The study will be recruiting participants through the NHS COVID-19 Vaccine Research Registry - a website where people aged 18 and over can sign up to be contacted about taking part in vaccine trials - with vaccinations set to start from the beginning of June.
Participants will be adults aged 30 years or older and will include those immunised early on in the vaccination programme - for example, adults aged 75 and over or health and care workers.
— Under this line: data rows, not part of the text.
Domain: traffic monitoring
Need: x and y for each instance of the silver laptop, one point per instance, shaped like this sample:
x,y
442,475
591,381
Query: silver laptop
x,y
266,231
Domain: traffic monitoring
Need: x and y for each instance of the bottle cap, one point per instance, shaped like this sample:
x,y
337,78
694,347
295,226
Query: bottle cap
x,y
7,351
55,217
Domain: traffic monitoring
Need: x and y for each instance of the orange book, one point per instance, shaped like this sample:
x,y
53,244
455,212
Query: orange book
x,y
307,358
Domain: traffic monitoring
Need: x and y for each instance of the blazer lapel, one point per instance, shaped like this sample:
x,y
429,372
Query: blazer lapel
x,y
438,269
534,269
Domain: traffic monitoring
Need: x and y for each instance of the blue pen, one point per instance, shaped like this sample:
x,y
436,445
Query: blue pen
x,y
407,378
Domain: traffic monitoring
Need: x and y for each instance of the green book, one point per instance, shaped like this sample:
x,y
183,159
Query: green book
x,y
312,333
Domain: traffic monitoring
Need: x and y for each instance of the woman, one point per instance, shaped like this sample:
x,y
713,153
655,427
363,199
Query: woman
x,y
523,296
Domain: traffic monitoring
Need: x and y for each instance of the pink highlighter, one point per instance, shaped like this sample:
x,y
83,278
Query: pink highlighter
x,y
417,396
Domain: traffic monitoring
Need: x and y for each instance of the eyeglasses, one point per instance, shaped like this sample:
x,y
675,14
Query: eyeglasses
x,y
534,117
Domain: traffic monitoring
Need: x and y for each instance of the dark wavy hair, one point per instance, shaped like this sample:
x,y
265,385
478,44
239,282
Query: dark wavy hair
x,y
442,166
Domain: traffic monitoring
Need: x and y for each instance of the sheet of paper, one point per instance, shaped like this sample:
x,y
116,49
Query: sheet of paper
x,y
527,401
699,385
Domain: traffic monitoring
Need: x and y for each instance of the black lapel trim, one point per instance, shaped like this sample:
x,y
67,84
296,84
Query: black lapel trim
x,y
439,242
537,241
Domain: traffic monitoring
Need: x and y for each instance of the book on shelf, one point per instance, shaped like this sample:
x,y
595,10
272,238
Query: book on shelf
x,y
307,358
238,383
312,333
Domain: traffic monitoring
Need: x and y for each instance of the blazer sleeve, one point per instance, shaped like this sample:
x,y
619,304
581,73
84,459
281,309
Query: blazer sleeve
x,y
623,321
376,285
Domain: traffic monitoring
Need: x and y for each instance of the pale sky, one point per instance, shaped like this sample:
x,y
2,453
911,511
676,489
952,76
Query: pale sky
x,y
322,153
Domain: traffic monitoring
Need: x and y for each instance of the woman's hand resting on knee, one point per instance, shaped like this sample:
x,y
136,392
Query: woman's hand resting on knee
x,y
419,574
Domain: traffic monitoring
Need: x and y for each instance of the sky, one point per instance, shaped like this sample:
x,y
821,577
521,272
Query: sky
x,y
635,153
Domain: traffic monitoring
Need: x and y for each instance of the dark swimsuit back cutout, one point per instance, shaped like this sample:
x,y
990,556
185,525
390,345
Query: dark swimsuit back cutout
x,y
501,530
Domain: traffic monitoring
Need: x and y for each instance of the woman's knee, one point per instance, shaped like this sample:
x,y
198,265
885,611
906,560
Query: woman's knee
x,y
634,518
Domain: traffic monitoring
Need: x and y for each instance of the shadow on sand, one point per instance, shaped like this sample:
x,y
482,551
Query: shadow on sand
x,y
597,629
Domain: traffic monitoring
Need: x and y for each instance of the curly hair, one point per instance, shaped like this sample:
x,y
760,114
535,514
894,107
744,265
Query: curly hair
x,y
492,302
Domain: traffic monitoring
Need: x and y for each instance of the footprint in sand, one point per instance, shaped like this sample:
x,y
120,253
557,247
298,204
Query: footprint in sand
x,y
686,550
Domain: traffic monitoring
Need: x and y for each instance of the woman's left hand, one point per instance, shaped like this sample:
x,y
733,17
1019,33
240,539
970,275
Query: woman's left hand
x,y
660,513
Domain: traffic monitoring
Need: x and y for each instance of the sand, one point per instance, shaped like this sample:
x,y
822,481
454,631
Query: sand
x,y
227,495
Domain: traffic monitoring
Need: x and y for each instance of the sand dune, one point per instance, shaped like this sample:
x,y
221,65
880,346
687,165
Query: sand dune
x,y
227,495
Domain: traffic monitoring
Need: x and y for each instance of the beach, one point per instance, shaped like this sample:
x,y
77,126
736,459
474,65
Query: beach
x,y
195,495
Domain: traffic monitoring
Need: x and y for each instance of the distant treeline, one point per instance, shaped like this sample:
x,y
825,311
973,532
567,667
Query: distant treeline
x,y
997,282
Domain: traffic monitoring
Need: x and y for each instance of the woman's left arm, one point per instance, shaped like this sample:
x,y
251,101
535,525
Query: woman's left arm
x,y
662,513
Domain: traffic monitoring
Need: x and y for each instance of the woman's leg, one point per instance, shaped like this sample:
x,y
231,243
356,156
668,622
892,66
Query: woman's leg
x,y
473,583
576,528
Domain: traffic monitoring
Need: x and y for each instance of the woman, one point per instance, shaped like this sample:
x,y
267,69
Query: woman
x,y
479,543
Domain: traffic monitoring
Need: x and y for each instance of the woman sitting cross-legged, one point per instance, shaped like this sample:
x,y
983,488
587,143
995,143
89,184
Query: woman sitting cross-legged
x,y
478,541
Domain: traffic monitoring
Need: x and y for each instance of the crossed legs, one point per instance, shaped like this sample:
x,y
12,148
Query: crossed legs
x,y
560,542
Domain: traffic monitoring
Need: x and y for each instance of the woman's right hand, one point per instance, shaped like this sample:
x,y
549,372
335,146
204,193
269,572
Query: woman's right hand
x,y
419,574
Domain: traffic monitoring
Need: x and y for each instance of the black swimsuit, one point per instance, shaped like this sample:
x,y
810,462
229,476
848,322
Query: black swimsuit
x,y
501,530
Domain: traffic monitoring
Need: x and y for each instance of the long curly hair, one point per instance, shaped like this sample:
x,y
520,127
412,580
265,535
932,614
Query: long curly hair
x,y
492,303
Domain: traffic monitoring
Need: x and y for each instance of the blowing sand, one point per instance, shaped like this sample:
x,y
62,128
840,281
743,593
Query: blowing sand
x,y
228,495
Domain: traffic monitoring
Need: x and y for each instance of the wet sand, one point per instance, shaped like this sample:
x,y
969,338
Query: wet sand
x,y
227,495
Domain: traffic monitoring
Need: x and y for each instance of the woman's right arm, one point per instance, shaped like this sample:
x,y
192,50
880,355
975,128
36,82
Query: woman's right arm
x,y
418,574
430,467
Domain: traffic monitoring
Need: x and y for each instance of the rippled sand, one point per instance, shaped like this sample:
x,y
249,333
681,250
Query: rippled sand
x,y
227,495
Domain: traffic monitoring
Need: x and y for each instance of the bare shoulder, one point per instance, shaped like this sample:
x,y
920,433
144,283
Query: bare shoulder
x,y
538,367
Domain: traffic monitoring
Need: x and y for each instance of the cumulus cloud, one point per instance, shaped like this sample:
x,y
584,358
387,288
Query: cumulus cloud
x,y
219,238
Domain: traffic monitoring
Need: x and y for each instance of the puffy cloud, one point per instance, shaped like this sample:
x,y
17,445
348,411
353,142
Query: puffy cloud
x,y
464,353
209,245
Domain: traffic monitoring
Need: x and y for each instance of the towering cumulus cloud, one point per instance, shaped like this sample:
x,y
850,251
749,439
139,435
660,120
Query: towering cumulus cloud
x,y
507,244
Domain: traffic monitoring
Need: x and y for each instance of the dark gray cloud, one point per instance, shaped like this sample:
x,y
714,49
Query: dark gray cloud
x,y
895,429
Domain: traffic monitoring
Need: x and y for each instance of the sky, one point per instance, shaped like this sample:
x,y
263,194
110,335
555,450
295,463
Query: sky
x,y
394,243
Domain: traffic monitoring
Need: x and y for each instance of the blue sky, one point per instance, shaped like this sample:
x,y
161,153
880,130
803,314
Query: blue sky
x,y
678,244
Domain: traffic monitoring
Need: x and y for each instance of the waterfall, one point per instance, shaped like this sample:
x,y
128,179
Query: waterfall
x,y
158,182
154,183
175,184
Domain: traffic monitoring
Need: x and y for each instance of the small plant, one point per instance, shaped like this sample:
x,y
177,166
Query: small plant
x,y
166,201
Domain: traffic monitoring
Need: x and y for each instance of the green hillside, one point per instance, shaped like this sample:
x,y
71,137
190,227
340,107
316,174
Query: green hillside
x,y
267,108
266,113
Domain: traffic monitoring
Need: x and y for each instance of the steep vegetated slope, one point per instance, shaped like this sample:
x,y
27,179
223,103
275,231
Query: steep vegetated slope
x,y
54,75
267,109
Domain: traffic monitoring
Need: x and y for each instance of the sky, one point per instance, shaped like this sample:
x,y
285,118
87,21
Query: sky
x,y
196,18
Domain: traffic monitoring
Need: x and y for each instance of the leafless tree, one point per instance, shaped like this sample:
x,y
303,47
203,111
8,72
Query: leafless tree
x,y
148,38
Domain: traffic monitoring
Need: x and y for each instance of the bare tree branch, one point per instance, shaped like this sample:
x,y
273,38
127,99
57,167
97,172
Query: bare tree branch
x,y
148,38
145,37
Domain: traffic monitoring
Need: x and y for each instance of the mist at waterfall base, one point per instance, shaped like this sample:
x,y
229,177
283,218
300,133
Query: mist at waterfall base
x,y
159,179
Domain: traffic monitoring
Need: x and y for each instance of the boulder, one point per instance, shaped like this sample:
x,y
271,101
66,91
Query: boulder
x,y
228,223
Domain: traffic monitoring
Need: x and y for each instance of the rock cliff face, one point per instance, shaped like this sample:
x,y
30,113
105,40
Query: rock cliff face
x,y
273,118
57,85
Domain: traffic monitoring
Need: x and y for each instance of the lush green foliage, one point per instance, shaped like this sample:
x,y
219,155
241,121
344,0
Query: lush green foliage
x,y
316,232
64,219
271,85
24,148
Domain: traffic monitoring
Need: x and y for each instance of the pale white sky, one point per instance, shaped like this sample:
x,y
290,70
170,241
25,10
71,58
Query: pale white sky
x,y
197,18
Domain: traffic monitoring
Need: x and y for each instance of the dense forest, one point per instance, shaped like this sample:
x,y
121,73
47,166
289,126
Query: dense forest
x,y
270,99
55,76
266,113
The study will take place at 16 NIHR-supported sites across the UK and will include a total of 2,886 patients, including 185 in Oxford. All participants will be monitored throughout the study for any potential side effects and will have bloods taken to measure their immune responses at days 28, 84, 308 and 365, with a small number having additional blood tests at other times. All sites will have an electronic diary for all participants that will send alerts to the team in real time if needed and a 24-hour emergency phone to a doctor on the study, who can provide further clinical advice.
All the trial sites are working on ways of including people in research from a wide variety of backgrounds and individuals from ethnic minorities are encouraged to apply by signing up to the vaccine registry.
The government is preparing for a potential booster programme based on clinical need and will publish further details in due course. The final policy will be informed by advice from the JCVI and take into account the results of clinical trials.
Dr Angela Minassian, the study’s lead investigator at the University of Oxford, said: “It is wonderful that so many people across the country have taken part in our COVID-19 vaccine trials up until now and we are hugely grateful for their continued support.
“We are now in an exciting position to be ready to study the effects of booster vaccinations and we hope that as many people as possible over the age of 30 who received their first dose early in the NHS rollout will come forward to take part by signing up to the NHS COVID-19 Vaccine Research Registry.
“The COV-BOOST study will be the first study worldwide to provide crucial data on the impact of a third dose of vaccine on the immune response in those previously vaccinated with two doses of either the AstraZeneca or Pfizer COVID vaccines.
“It will inform on whether such a booster vaccine is needed, and if so, which is the best vaccine to boost with, so that the JCVI can make key recommendations on how to protect the country’s most vulnerable against a future wave of infection.”
Professor Andrew Ustianowski, National Clinical Lead for the UK NIHR COVID Vaccine Research Programme said: “Throughout the pandemic, the National Institute for Health Research, the NHS and all of our research partners have helped to rollout vital studies to help us learn how to treat COVID-19 and develop effective vaccines. The Cov-Boost study marks the next step forward in our efforts of understanding how to best protect the population and inform future vaccine booster programmes.
“Since the launch of the NHS COVID-19 Vaccine Research Registry, thousands of volunteers have been recruited to key vaccine studies, and we are confident we can call upon our nearly half a million strong community to help recruitment to this important trial.”